The study. Lunesta is used in adults for the treatment of insomnia and sleep problems, with symptoms that include trouble falling asleep and waking up often during the night, according to the manufacturer. An FDA Drug Safety Communication stated that the study showed that “eszopiclone levels of 3 mg can cause impairment to driving skills, memory, and coordination that can last more than 11 hours after receiving an evening dose.” Furthermore, patients were often unaware that they were impaired despite driving and other problems.

FDA changes. The FDA approved changes to Lunesta prescribing information and the patient Medication Guide to include the new recommendations and requires updates to the drug labels for generic eszopiclone products. The FDA has decreased the recommended starting dose from 2 mg to 1 mg for both men and women because “the higher doses are more likely to result in next-day impairment of driving, and other activities that require alertness,” the FDA said.
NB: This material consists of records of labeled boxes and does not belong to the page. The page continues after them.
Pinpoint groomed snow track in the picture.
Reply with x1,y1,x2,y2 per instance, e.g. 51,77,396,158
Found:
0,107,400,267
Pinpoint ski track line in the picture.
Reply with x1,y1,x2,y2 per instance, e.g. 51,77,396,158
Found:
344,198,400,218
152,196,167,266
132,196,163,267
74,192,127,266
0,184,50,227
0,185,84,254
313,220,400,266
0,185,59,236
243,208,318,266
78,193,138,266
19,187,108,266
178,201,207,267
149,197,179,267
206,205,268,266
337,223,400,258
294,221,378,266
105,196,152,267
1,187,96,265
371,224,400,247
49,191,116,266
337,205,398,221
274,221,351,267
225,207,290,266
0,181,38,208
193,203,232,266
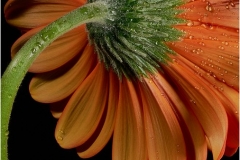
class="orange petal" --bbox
[169,39,239,90]
[11,25,87,73]
[153,74,207,160]
[77,72,119,158]
[55,63,108,148]
[112,78,147,160]
[4,0,85,28]
[139,79,187,159]
[29,45,97,103]
[180,0,239,28]
[169,54,239,157]
[163,56,228,159]
[50,96,71,119]
[175,24,239,41]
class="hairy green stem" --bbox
[1,1,109,160]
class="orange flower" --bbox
[5,0,239,160]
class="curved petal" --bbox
[11,25,88,73]
[180,0,239,28]
[77,72,119,158]
[168,54,239,155]
[29,45,97,103]
[139,79,187,160]
[55,63,108,148]
[175,24,239,42]
[50,96,71,119]
[162,56,228,159]
[112,78,147,160]
[169,39,239,90]
[4,0,86,28]
[152,73,207,160]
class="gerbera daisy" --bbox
[4,0,239,160]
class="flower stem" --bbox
[1,1,109,160]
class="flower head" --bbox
[5,0,239,160]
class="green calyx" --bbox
[87,0,184,79]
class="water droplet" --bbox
[57,136,63,141]
[188,35,193,39]
[8,94,12,98]
[32,48,37,53]
[187,21,193,27]
[218,46,224,50]
[5,131,9,136]
[230,2,235,7]
[206,4,213,12]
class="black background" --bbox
[1,0,239,160]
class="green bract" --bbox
[87,0,183,78]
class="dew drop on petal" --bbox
[57,136,63,141]
[4,130,9,136]
[187,21,193,27]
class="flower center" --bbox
[87,0,183,78]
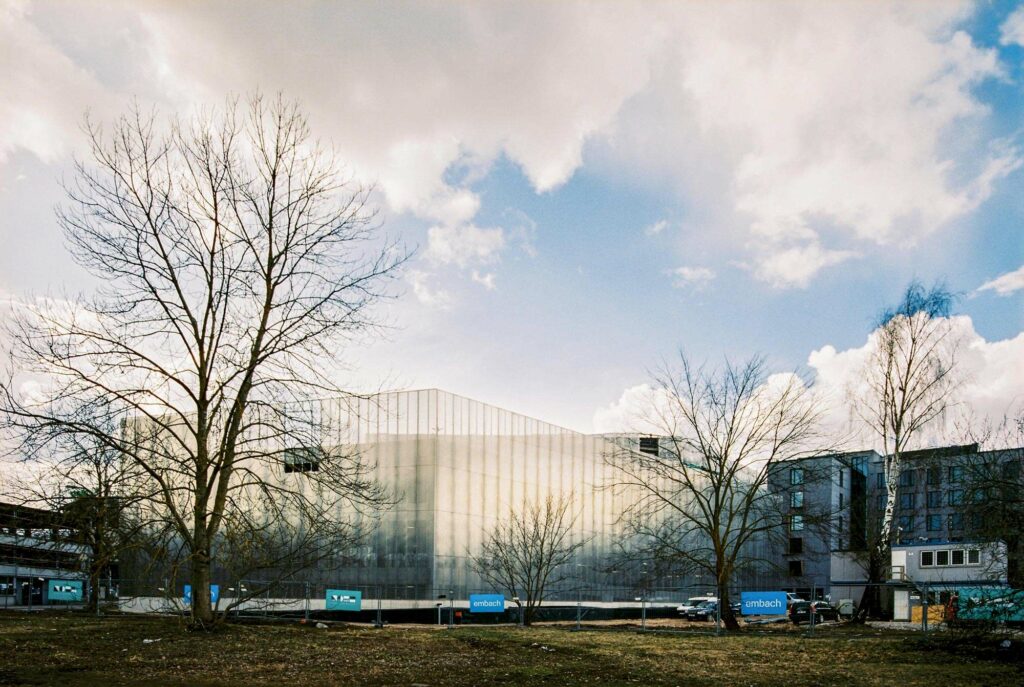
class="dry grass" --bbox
[0,613,1024,687]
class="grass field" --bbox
[0,613,1024,687]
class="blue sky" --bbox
[0,2,1024,431]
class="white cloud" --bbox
[672,265,715,289]
[0,1,1024,287]
[471,269,498,291]
[999,7,1024,46]
[643,219,669,237]
[406,269,452,309]
[978,265,1024,296]
[593,316,1024,447]
[426,224,505,267]
[754,242,854,288]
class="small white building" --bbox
[889,542,1008,621]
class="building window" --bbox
[1000,461,1021,481]
[640,436,658,456]
[285,449,319,473]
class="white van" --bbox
[676,596,718,615]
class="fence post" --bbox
[921,583,928,634]
[807,583,818,637]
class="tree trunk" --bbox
[718,585,739,632]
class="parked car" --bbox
[686,600,739,620]
[676,596,718,615]
[790,601,839,625]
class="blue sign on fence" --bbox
[469,594,505,613]
[46,579,82,601]
[184,585,220,606]
[740,592,785,615]
[327,589,362,610]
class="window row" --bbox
[920,549,981,567]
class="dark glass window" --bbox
[640,436,658,456]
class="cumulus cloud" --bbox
[593,316,1024,448]
[978,265,1024,296]
[672,265,715,289]
[999,7,1024,46]
[406,269,452,309]
[426,224,505,267]
[471,269,498,291]
[0,1,1022,287]
[643,219,669,237]
[754,242,855,287]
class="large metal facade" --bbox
[309,389,628,598]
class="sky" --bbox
[0,0,1024,432]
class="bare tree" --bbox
[609,354,822,630]
[0,95,406,625]
[851,282,959,618]
[3,413,152,610]
[472,496,587,625]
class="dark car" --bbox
[790,601,839,625]
[686,601,739,620]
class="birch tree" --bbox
[609,354,823,630]
[472,496,587,625]
[853,282,961,614]
[0,95,407,626]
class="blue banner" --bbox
[183,585,220,606]
[327,589,362,610]
[469,594,505,613]
[46,579,83,601]
[740,592,785,615]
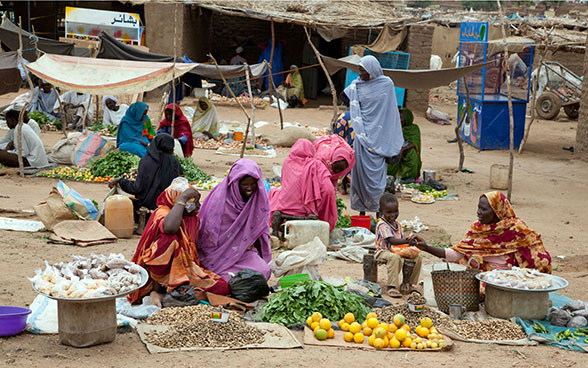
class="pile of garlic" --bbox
[482,267,553,290]
[29,253,141,299]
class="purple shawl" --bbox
[197,158,272,275]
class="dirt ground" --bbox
[0,88,588,367]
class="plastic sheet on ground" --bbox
[137,322,302,354]
[26,295,137,334]
[517,292,588,353]
[0,217,45,233]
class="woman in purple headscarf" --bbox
[197,158,272,282]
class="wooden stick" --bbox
[519,27,554,154]
[245,63,256,147]
[16,17,33,177]
[455,76,470,171]
[304,27,339,127]
[496,0,514,201]
[267,20,284,129]
[171,3,180,137]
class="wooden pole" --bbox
[16,17,34,177]
[455,76,470,171]
[304,27,339,127]
[519,27,554,154]
[171,3,180,137]
[207,53,250,158]
[245,63,256,147]
[496,0,514,201]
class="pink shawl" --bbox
[312,134,355,186]
[197,159,272,277]
[270,139,337,230]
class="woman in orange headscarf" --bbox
[128,177,229,306]
[413,192,551,273]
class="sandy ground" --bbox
[0,88,588,367]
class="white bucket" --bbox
[421,262,466,307]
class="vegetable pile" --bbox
[180,157,210,182]
[37,166,111,183]
[91,151,141,178]
[261,280,370,326]
[335,198,351,229]
[29,110,63,130]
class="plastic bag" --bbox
[229,268,269,303]
[270,236,327,280]
[547,307,572,327]
[567,316,588,328]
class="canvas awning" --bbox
[96,32,267,79]
[26,54,198,96]
[0,51,22,95]
[321,55,492,90]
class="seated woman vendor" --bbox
[108,133,182,210]
[157,104,194,157]
[116,101,155,157]
[128,177,229,306]
[269,136,355,230]
[197,159,272,281]
[411,192,551,273]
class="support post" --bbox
[304,27,339,127]
[496,0,514,201]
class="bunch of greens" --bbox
[91,151,141,178]
[335,198,351,229]
[180,157,210,182]
[29,110,63,130]
[261,280,370,326]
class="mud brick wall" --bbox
[404,25,435,115]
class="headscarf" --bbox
[198,159,272,276]
[192,96,218,134]
[157,103,194,157]
[312,134,355,186]
[116,101,149,147]
[102,96,129,126]
[452,192,551,273]
[345,55,404,157]
[270,139,337,230]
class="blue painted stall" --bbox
[457,22,533,151]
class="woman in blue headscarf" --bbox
[116,101,155,157]
[345,55,404,213]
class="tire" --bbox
[564,104,580,120]
[535,92,561,120]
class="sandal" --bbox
[386,288,402,298]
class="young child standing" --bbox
[375,193,422,298]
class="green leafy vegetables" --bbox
[335,198,351,229]
[29,110,63,130]
[91,151,141,178]
[181,156,210,182]
[261,280,370,326]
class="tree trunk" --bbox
[574,30,588,161]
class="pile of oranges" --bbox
[306,312,446,350]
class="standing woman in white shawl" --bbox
[102,96,129,126]
[192,96,218,134]
[345,55,404,214]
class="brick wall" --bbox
[405,25,435,115]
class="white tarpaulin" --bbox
[26,54,200,96]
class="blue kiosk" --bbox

FDA recommendations. The FDA advised patients currently taking the 2mg and 3mg does of Lunesta to contact their health professional to ask for instructions on how to continue to take the medicine safely. Although the 1 mg dose can be increased to 2 mg or 3 mg, if needed, the FDA warned of the next day impairment to alertness with the higher doses. In addition, the FDA urged health care professionals to caution patients taking Lunesta about the risk of next-morning impairment for activities that require alertness. The FDA is continuing to evaluate the risk of impaired mental alertness with the entire class of sleep drugs, including over-the counter drugs.